Comment les deux peintresses qui, de leur vivant, ont déjà été accablées de la même sorte d'éloges, les ont-elles percus ? Comme de l'ironie ? De l'insulte ? De telles louanges donnent-elles à penser qu'on les considérait comme suffisamment orgueilleuses et crédules pour être incapable de percevoir l'aboutissement de l'art des anciens maîtres et pour se sentir stupidement confirmées par ces éloges-là dans leur vanité ?

Les femmes du XVIe siècle n'avaient pas seulement à lutter contre la jalousie ou la critique mais contre la louange exagérée de leurs talents. C'était une stratégie masculine servant à défendre l'inébranlabilité de ce qu'il considérait comme leur supériorité.
La louange galante n'avait pas pour but de stimuler les efforts de l'artiste féminine mais faisait office de chants de sirènes destinés à les stopper dans leur travail. Peu de femmes traitées de cette manière, furent capables de s'en défendre. Les hommes les désarmaient en leur accordant la victoire à titre grâcieux et en les enterrant sous les prix. Les femmes artistes étaient jetées ainsi de la course sans avoir pris conscience de leur défaite. Elles avaient donc beaucoup à craindre des louanges empoisonnées dont elles étaient vite l'objet.

Qu'on en juge : obtenir le titre de "bella pittrice", dont les soeurs Anguissola se virent également affublées, ne supposait pas, pour les dispensateurs de louanges, le talent seul, qui ne comptait pas plus que la beauté de l'artiste féminine et surtout que sa vertu.
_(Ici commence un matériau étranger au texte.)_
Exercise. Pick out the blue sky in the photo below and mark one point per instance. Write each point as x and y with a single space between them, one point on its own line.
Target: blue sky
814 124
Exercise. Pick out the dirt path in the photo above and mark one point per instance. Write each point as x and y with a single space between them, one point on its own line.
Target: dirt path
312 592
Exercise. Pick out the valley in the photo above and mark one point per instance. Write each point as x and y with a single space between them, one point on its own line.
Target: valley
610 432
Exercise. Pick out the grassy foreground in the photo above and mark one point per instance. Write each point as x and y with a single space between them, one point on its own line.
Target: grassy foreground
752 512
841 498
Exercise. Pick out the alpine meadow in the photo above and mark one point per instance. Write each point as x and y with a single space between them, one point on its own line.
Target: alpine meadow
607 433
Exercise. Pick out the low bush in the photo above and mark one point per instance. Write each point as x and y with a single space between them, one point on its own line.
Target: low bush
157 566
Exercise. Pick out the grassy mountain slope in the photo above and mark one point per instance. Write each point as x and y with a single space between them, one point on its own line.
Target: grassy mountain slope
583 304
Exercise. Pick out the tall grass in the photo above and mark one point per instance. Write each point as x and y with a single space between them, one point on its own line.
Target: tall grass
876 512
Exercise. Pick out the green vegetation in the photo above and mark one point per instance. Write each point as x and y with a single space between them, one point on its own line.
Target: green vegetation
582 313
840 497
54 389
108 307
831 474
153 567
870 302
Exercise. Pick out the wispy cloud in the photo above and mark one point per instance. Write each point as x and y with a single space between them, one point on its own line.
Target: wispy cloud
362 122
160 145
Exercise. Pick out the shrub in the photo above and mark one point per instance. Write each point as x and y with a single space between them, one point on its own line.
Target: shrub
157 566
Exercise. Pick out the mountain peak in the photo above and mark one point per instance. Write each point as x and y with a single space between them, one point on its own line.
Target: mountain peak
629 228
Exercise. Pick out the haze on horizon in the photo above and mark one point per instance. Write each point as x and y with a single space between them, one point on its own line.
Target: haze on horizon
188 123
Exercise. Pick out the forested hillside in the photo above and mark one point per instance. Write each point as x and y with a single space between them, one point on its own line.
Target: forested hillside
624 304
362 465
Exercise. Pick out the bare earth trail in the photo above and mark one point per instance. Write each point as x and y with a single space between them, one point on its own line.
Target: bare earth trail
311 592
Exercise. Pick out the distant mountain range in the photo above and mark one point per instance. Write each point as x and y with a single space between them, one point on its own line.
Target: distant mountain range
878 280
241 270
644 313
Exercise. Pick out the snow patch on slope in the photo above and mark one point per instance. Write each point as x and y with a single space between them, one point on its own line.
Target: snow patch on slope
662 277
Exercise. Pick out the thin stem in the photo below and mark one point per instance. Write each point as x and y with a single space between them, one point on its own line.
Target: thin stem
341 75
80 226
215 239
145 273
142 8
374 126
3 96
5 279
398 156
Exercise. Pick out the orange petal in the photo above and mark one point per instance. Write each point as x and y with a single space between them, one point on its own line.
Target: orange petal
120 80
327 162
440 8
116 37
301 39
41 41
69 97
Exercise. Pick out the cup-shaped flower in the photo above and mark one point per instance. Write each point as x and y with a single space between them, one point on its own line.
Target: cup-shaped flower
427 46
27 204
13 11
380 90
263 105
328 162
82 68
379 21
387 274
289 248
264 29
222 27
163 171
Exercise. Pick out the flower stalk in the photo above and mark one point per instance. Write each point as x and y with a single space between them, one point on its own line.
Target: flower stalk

Talent + beauté et vertu donnaient droit au titre de "bella pittrice".
Qui se préoccupait donc de la beauté et de la vertu des peintres masculins ?

D'ailleurs le talent principal de la peintresse Irène di Spilimbergo aux yeux des hommes de son temps, fut sa virginité. Car la virginité était la qualité prisée au delà de toute autre chez la femme.
Comme le mentionne Wikipédia : Vasari la décrivait comme une « très belle vierge, littéraire, musicienne et talentueuse en dessin ».